The workshop is being set up by Assemble to reflect and support the type of hands-on activity that has brought about immense change in the area.
Granby Street was once a lively high street at the centre of one of Liverpool’s most racially and ethnically diverse communities. But for decades the area was subject to a toxic combination of ‘regeneration’ initiatives and institutional neglect, leading to the demolition of much of the area’s housing stock and the dispersal of a community.
The tireless campaigning of a group of residents led by the Granby Residents Association saved Granby’s last four streets of Victorian terraces from demolition. Those who remained in these ‘Granby Four Streets’ lived in sparsely populated streets filled with boarded up terraces, the threat of the bulldozers never far away.
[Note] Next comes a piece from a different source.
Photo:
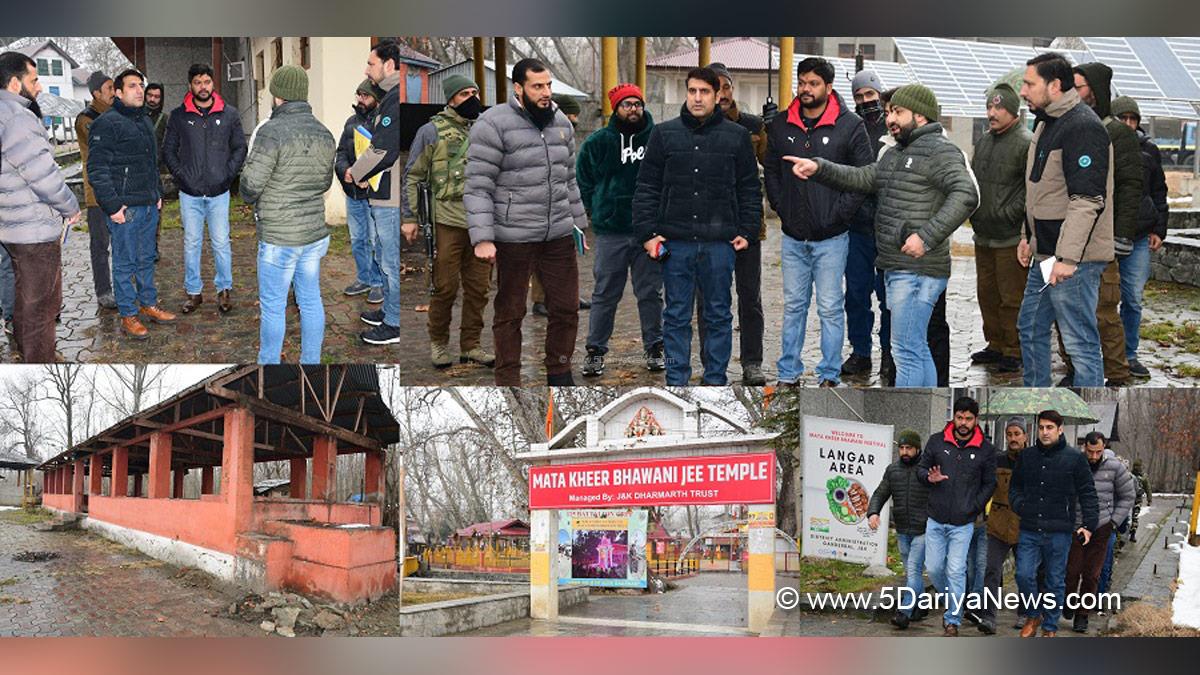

In an effort to improve their surroundings and alert others to their situation, residents began planting ivy to climb the empty buildings and placed tubs of flowers in the streets. They painted curtains onto boarded up windows, cleared away rubbish and rubble, started a community market and continued to raise their voices against the destruction of their homes. In 2011 residents set up the Granby Four Streets Community Land Trust (CLT), with the aim of finding a way to renovate the empty houses that had been allowed to fall into dereliction. Thanks to their direct action the Four Streets are now finally being refurbished and reoccupied in partnership with a number of local organisations. The CLT have been working with Assemble to renovate 10 houses on Cairns Street, which will provide affordable housing that remains in community ownership.
As the Four Streets move from dereliction back into inhabitation, Granby Workshop will continue to support the ethos of DIY activity that has been so important to the area, turning to this history of creativity as a way of providing sustainable local jobs. Local people will be trained and employed in the making of a series of handmade products, with all income generated feeding back into the project and into Granby.
The Workshop’s first series of products is a new set of ‘original features’ for the empty houses to replace those that were lost through decades of damaging neglect, including fireplaces cast using brick and rubble from the houses, ceramic door handles smoke-fired in sawdust filled bins, and tiles decorated with colourful hand cut decals. These are to be fitted in the Cairns St houses, and then replicated by the Granby Workshop. Each product will be made using simple experimental processes that embrace chance, improvisation and accident. So each object will be unique, its design evolving at the hands of its maker.
These initial products are only a starting point. Granby Workshop aims to engage a large number of local people in a program of regular workshops, which will provide the opportunity to share skills and knowledge.
Metal will be supporting this ambitious project during its initial development phase, supporting the team of workshop managers and generating a wider network of support.